My mouth being occupied, I could only look a question at him: Holmes tended to be unforgiving when it came to music. Also when it came to much else in life, true, but particularly music.
“Mr Porter, despite being a remarkably talented young man, wishes nothing better than to write light musical pieces for the theatre. Songs, rather than sonatas. And he chooses to build those songs around the stuff of infatuation: champagne and shining hair, a longing gaze and a bit of witty repartee.”
I replied, somewhat stickily, “We can’t all be gloomy Germans, Holmes. Especially not young men married to wealthy and indulgent women.”
“Yes, it’s easy to think of Porter as a dilettante—and indeed, he pretends his interest is superficial. However, I’ve seen a slavey put less effort into scrubbing her steps with the housekeeper looking on than Porter does when no one’s in earshot. And though it is true Linda encourages him, it is more than mere indulgence.”
“That’s his wife? Linda?”
“Yes. An interesting relationship. One of considerable affection, and yet, by all appearances and much local gossip, the marriage is a ‘lavender’ one.”
I coughed on a bit of bread—I wouldn’t have imagined he even knew the phrase. “An arrangement of…convenience?”
“Hmm.”
“Does she suspect?”
“Oh, I’d say she is quite aware of his outside interests.”
“Good Lord. Oh, the poor thing.”
He stirred his coffee as he considered his reply. “Russell, I imagine that you have had any number of acquaintances make assumptions about your marriage to me.”
I was so startled, I could only stare at him.
“In fact, the permutations of marriage are wide and many. One such is that of the Porters. On the surface, theirs appears a fa?ade, convenient to both but ultimately sterile. However, having spent the day in their company, I saw nothing but affection and respect. I saw two people for whom solitude is loneliness, and loneliness is horror. So, together they face the world, and amuse one another when the world is elsewhere.”

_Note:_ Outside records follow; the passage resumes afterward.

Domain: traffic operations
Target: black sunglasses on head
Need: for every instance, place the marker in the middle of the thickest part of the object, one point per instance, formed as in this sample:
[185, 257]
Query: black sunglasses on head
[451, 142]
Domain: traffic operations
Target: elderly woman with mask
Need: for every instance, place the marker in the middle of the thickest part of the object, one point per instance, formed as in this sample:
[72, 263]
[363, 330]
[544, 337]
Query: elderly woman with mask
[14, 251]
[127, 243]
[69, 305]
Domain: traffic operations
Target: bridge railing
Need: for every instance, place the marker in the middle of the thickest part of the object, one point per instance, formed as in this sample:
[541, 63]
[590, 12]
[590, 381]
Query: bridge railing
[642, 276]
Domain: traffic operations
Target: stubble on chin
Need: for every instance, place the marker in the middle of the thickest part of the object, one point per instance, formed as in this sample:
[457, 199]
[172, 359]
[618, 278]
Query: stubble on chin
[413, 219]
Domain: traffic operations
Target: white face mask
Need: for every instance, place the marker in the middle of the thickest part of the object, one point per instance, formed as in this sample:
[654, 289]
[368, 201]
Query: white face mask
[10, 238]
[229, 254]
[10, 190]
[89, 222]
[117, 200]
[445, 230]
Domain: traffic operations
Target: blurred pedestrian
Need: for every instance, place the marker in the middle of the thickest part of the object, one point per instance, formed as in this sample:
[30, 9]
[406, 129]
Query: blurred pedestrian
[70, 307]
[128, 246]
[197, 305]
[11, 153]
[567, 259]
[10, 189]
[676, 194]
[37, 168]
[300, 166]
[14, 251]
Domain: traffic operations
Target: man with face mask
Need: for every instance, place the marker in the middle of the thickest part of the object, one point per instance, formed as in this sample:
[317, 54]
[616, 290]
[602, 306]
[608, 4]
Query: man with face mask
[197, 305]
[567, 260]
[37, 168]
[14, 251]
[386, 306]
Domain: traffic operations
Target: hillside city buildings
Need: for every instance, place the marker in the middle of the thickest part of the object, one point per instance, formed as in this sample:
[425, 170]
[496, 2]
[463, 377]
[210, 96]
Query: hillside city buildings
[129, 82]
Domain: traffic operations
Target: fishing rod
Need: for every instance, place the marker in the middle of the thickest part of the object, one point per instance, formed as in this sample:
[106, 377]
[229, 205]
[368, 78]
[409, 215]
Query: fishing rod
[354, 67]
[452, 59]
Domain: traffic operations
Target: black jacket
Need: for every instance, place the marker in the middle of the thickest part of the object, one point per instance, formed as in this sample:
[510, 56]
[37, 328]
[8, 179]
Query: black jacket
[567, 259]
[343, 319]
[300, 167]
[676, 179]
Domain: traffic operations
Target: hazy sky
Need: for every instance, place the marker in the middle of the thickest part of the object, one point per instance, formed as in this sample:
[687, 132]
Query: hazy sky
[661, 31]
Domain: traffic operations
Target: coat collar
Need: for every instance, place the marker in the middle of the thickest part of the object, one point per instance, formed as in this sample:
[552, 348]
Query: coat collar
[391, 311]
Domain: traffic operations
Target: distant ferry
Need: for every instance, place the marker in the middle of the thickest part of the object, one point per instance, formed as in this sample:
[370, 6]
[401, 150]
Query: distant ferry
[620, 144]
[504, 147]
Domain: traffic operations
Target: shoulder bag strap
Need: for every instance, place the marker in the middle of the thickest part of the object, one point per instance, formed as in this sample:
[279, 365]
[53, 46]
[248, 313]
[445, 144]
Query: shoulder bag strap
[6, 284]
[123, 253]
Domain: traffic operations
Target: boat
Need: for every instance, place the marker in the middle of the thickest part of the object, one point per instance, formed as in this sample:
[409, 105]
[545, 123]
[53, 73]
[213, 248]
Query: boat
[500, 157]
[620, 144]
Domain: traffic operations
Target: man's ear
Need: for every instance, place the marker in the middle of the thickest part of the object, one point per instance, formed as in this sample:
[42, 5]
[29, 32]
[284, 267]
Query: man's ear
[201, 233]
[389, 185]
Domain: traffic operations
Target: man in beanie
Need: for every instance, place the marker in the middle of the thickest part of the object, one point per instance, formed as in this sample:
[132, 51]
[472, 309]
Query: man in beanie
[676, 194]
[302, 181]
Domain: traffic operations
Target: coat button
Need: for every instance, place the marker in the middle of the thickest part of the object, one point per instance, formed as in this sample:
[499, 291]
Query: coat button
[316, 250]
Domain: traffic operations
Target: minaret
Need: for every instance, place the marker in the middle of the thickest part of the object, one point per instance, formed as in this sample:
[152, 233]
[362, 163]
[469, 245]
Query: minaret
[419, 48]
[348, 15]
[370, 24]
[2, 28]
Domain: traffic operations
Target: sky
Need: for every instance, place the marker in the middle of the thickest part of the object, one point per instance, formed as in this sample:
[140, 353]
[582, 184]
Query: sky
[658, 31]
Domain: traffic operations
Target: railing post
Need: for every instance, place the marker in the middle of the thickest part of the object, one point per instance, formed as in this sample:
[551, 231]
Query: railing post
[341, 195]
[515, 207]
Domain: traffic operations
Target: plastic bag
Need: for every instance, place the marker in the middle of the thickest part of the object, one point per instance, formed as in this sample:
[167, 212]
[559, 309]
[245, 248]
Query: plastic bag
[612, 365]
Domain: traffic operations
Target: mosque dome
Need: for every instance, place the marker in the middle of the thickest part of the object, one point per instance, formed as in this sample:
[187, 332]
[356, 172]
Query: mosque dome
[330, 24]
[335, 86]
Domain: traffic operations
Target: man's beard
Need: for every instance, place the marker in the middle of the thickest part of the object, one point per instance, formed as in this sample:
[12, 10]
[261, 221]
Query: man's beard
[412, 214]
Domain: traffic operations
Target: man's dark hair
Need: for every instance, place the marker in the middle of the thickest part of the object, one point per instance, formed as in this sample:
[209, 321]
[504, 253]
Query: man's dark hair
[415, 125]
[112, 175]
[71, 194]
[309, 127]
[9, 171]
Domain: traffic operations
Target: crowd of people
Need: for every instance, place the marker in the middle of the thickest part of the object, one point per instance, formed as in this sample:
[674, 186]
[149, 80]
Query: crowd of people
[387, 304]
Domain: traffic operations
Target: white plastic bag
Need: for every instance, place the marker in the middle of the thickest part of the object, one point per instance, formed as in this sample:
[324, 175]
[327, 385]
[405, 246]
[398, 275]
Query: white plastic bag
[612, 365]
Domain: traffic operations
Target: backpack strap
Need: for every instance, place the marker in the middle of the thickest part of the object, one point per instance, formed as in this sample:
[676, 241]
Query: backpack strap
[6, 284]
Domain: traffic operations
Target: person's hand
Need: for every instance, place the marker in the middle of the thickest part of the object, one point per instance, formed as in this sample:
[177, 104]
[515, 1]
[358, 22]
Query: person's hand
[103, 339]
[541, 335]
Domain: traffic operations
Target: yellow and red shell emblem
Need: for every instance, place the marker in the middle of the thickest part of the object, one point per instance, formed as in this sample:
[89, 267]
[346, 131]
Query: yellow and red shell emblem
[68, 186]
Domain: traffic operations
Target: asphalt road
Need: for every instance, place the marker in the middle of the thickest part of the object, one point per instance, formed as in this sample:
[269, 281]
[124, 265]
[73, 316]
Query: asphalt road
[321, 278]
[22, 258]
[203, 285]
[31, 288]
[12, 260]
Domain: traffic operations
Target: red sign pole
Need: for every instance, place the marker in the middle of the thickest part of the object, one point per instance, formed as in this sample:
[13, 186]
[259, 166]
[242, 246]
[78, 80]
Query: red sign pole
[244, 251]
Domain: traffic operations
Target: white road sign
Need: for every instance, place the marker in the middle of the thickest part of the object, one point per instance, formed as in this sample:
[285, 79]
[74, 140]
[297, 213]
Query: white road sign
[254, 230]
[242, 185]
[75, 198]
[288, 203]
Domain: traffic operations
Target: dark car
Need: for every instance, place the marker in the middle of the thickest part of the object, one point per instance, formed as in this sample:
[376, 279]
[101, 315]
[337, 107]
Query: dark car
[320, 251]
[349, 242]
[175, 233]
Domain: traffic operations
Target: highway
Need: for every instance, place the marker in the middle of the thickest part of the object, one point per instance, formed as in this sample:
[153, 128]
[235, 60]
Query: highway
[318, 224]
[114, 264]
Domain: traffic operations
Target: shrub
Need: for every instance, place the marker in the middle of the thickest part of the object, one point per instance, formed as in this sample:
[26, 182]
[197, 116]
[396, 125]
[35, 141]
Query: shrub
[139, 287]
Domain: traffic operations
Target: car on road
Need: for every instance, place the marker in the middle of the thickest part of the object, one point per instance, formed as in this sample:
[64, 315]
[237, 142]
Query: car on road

“I see.” Although I wasn’t entirely sure I did.
“I would also say their social life stands in for the kind of shared interests that bind more conventional couples.”
“Parties are their children?”
“The guests are, certainly. Pampered and groomed, their preferences considered, their entertainment paramount. The Porters’ guest lists are closely discussed for balance, size, and personalities.”
Did I hear a point coming, out of this most unexpected conversational detour? “Are you talking about their invitations for the party on Saturday?”
“I am. I have not yet seen it in detail, but I am to understand that it includes not only the cream of Venetian aristocracy and American wealth, but key members of the new Italian power structure as well.”
“Fascists?”
“That is, after all, where power currently lies. One can hope there are enough footmen to keep them away from the Socialists.”
“You think a rich American homosexual would invite Fascists to a drunken bash?”
“Until one has seen Blackshirts kicking a man, Fascism may be merely a political party. I imagine that, unless something comes along to remove Signor Mussolini from power, most high-ranking Italians will join the party, at least in name.”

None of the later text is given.